We can use this API to get a data structure that contains information on the physical placement of the file data.
Then, the physical placement of the beginning of the data can be used to sort the files so that we can process
all files in a single sweep. A great news is that this API is also available for non-root users.
Using FIEMAP
in Rust is easy, because there is already a Rust crate for that: fiemap
.
The relevant fragment of fclones
code looks like this:
#[cfg(target_os = "linux")]
pub fn get_physical_file_location(path: &Path) -> io::Result<Option<u64>> {
let mut extents = fiemap::fiemap(&path.to_path_buf())?;
match extents.next() {
Some(fe) => Ok(Some(fe?.fe_physical)),
None => Ok(None),
}
}
I was initially worried that an additional system call for every file would add some initial cost, canceling the gains from the access ordering. Fortunately it turned out the cost was really low – 50k files could be queried for extents in less than a second! I guess that the fact the metadata for the files were already queried in an earlier stage, so all the required information was already in the cache. Fig. 2 shows that despite the higher number of system calls, the total time of the task decreased even more, down to about 19 seconds! This is over 10x faster than the earlier release.
The number of transactions per second and throughput reported by iostat
also went up considerably.
Many files are read now in a single disk plate turn.
Device tps kB_read/s kB_wrtn/s kB_read kB_wrtn sda 2424,40 11605,60 0,00 58028 0 sdb 1,00 4,80 11,20 24 56 Device tps kB_read/s kB_wrtn/s kB_read kB_wrtn sda 2388,20 10436,80 0,00 52184 0 sdb 6,60 356,80 38,40 1784 192 Device tps kB_read/s kB_wrtn/s kB_read kB_wrtn sda 2397,00 11188,00 0,00 55940 0 sdb 3,20 80,80 56,80 404 284
Impact of Parallelism
Before introducing the reordering, I’ve found that issuing requests in parallel for reading small (4-64 kB) chunks of data improved speed. The operating system definitely made a good use of knowing some files in advance and reordered accesses by itself. Is it still the case after we order the reads? Maybe giving the operating system a bit more requests in advance could still save some time? I thought the system could technically work on fetching the next file while the app is still processing the earlier one.
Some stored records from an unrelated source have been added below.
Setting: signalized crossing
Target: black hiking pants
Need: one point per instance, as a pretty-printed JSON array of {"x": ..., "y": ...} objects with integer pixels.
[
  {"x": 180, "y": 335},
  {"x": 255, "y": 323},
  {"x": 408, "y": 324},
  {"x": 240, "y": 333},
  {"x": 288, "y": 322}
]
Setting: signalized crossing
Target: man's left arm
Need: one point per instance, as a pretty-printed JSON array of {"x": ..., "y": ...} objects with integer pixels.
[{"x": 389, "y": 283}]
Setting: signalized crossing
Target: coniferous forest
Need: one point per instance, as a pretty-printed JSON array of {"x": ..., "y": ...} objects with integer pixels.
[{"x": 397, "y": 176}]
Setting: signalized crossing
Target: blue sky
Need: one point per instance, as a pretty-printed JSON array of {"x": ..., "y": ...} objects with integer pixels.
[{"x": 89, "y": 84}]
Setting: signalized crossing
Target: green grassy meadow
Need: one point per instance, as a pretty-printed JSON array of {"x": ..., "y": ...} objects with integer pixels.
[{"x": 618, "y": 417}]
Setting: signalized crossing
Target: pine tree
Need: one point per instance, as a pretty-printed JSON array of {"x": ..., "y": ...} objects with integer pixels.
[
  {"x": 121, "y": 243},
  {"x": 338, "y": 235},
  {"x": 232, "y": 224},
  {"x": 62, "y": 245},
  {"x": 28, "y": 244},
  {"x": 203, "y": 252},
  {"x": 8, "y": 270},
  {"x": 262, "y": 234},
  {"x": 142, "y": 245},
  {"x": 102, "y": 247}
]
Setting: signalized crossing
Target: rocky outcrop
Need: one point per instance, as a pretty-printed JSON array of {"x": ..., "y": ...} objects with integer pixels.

Unfortunately, at least on my system, this seems to not work as I thought. Fetching files in parallel degraded performance a bit (Fig. 3). The effect
wasn’t as huge as for sequential access of big files, but big enough that I changed the defaults in fclones 0.9.1
to now use always a
single-thread per HDD device.
Summary
The order of file I/O requests has a tremendous impact on I/O performance on spinning drives. If your application needs to process a batch of small files, make sure you request them in the same order as their physical placement on disk. If you can’t do it because your file system or your operating system does not provide physical block placement information, at least sort the files by their identifiers. If you’re lucky, the identifiers would be highly correlated with the physical placement of data, and such ordering would still do some magic.
Please let me know in the comments if you tried this and how big improvements you’ve got.
References
- C. Lunde, H. Espeland, H. Stensland, and P. Halvorsen, “Improving File Tree Traversal Performance by Scheduling I/O Operations in User space,” Dec. 2009, pp. 145–152, doi: 10.1109/PCCC.2009.5403829.